Enquanto sociedade desportiva, o Benfica cedo ficou isento de responsabilidades, mas ninguém será inocente ao ponto de acreditar que aquele ex-funcionário da SAD trabalhou sempre em benefício próprio.
No mínimo, teve acesso a documentos com informações sobre processos e seus trâmites, o que lhe permitiu desempenhar de forma mais eficiente as funções na sociedade desportiva encarnada. Como no dia em que deixarmos de acreditar na Justiça teremos um problema ainda maior, a decisão da juíza Ana Peres, validada na Relação após recurso que o Ministério Público (MP) perdeu, deve ser entendida apenas à luz da Lei.
Em relação ao caso E-toupeira estamos, nesta fase, conversados - embora ainda não tenha transitado em julgado. Mas este está longe de ser o único caso que passou dos gabinetes das sociedades desportivas aos tribunais. Ao longo da semana, através da TVI, fomos conhecendo pormenores do megaprocesso que escrutina atuações passíveis de constituírem crime, na gestão de Luís Filipe Vieira. O Ministério Público, no início do ano, constituiu arguidos a SAD encarnada e os elementos que integraram a administração até 2020. Este expediente, segundo foi amplamente divulgado (o MP, oficialmente, não se pronunciou nesse sentido), teve como base a necessidade de dar mais tempo à investigação, uma vez que pairava já o risco de prescrição, com o aproximar do fim do prazo legal para deduzir acusação, o que é alarmante e deve preocupar-nos a todos. Instituições do futebol, visados na investigação e, sejamos claros, portugueses em geral.

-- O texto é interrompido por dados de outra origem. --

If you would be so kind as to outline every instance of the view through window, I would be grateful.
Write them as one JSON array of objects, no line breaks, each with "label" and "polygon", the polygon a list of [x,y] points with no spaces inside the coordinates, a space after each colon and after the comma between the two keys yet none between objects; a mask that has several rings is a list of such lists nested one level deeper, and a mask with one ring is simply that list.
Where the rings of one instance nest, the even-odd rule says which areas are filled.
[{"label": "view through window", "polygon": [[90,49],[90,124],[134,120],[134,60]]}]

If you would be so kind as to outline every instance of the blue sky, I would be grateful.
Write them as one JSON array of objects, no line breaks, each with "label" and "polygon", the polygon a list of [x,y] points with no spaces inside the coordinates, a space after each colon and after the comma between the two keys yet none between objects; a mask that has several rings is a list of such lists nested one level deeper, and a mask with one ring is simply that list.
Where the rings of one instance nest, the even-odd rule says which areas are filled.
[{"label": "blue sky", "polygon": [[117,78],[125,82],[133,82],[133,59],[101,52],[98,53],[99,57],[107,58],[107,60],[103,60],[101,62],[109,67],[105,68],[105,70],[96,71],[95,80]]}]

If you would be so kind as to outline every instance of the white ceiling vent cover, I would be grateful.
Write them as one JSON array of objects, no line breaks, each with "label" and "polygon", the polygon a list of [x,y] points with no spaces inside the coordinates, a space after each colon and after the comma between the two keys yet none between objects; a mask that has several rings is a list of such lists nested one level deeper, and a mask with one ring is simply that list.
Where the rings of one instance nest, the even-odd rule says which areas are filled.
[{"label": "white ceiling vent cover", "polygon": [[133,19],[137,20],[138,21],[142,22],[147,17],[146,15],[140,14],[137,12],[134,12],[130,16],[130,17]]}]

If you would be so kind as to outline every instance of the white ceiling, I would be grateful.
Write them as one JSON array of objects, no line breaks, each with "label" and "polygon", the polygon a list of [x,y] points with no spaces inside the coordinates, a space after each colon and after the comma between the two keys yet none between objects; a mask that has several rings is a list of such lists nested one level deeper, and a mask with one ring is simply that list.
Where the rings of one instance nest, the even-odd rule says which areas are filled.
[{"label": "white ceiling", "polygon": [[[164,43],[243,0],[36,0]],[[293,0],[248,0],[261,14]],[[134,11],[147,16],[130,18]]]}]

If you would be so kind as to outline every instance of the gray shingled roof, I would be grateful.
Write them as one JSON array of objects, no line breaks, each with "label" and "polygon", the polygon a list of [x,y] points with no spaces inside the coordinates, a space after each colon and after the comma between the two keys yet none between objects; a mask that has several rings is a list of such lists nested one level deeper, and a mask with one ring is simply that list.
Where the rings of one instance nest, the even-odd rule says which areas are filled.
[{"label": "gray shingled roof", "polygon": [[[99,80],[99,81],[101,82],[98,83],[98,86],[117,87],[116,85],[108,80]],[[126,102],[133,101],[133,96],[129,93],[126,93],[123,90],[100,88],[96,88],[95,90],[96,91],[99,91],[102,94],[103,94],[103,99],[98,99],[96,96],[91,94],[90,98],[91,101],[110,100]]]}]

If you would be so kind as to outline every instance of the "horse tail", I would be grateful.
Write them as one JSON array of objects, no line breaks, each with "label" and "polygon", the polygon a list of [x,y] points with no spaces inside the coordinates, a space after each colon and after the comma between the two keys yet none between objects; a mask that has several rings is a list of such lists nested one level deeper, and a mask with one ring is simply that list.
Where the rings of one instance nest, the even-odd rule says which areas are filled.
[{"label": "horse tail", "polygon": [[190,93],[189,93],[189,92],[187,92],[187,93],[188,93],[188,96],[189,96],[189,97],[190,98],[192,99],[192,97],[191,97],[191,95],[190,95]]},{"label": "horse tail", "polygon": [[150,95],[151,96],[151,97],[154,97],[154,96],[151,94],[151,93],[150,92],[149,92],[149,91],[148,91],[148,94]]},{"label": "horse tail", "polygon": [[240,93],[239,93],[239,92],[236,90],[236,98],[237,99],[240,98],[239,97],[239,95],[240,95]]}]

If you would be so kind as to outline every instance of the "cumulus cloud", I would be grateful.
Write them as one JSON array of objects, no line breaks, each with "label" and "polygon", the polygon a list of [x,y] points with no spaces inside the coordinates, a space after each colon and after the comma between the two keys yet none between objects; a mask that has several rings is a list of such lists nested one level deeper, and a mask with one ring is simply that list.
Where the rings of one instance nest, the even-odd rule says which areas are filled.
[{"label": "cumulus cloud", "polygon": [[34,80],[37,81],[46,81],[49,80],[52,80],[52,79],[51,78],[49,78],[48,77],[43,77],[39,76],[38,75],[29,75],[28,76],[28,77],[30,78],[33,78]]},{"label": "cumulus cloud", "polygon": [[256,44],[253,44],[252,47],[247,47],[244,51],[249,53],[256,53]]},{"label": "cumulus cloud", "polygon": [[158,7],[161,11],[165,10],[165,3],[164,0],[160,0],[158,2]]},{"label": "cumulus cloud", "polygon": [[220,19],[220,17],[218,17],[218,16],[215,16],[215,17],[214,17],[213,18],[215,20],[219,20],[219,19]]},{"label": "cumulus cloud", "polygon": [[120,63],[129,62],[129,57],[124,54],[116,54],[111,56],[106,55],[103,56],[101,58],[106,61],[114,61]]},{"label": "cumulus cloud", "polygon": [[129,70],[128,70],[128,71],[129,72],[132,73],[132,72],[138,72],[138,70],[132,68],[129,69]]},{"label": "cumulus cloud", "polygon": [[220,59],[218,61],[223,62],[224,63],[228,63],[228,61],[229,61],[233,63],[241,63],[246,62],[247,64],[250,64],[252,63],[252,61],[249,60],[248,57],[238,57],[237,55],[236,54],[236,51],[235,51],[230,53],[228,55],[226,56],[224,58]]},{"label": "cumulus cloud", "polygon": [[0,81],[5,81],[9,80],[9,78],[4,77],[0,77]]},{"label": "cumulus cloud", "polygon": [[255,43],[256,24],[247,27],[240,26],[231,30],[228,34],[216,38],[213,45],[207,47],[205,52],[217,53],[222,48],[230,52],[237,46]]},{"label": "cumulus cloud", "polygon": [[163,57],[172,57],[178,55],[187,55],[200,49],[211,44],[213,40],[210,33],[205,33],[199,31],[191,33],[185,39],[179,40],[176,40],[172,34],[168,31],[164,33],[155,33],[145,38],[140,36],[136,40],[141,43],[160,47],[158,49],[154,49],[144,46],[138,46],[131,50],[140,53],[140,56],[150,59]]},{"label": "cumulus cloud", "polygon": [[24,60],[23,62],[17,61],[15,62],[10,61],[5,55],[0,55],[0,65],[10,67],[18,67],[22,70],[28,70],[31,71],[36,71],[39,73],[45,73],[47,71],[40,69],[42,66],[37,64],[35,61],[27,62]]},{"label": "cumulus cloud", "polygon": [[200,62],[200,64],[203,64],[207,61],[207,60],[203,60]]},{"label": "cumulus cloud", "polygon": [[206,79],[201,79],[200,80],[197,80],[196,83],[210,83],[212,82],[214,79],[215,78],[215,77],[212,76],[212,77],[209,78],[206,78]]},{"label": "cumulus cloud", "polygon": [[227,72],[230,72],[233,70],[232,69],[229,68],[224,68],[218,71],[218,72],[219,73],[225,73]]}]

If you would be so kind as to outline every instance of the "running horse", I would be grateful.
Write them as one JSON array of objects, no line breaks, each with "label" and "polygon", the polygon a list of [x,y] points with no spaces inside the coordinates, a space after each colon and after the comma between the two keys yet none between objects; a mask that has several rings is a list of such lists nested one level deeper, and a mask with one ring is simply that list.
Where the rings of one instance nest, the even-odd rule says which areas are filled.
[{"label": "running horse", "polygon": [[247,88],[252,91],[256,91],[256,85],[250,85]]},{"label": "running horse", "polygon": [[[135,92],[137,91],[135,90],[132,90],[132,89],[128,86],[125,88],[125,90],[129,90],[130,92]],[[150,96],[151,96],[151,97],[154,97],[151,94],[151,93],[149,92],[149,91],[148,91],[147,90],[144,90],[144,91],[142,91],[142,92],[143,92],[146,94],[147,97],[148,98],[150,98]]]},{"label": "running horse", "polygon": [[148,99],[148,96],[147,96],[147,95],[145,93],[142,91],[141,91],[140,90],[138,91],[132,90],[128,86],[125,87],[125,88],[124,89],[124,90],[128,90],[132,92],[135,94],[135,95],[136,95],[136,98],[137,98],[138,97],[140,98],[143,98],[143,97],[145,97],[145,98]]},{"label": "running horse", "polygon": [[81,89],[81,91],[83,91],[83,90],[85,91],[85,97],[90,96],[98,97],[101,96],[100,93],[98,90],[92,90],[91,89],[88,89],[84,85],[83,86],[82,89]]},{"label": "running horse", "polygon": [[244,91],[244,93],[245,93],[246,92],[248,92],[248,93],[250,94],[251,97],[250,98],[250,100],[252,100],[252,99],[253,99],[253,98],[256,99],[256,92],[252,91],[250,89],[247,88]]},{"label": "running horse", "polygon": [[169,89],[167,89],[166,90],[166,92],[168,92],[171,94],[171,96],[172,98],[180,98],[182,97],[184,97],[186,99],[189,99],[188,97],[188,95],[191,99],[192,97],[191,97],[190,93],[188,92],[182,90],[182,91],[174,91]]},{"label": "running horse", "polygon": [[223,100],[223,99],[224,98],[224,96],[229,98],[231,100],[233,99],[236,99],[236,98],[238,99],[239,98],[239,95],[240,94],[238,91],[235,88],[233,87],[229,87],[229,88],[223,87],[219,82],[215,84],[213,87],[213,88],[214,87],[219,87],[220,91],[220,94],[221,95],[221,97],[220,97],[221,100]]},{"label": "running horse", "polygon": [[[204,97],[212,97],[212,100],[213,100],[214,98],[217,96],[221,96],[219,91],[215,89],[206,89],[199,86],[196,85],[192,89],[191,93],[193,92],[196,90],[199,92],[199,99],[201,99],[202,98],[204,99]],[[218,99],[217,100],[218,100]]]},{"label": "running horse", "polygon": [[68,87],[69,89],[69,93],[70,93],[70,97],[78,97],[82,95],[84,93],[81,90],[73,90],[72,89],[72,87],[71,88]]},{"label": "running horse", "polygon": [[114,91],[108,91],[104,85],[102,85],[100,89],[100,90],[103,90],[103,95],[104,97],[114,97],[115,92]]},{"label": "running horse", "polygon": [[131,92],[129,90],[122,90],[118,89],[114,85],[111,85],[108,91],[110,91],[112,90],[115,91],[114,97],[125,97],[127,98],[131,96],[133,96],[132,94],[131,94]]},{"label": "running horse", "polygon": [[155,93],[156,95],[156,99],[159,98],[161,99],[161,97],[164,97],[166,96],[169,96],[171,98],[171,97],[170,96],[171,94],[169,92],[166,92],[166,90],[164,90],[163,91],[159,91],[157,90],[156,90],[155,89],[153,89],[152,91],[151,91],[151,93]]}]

A morosidade da Justiça é um problema sério em Portugal. E deriva em boa parte da escassez de meios, por falta de investimento do Estado, o que só beneficia quem tem robustez financeira para travar batalhas legais de recurso em recurso. Na edição de sexta-feira, o "Expresso" noticiava que uma "falha do Governo", resultante de uma lei por regulamentar há um ano e meio, está a paralisar o julgamento de José Sócrates, com alguns prazos de prescrições fixados já em 2024. Não estando em causa a importância dos casos em si - todos relevantes, dependendo da perspetiva -, olhando para as especificidades do futebol, o risco de os processos não chegarem sequer a julgamento resultará numa machadada fortíssima na credibilidade. Eventualmente, irrecuperável.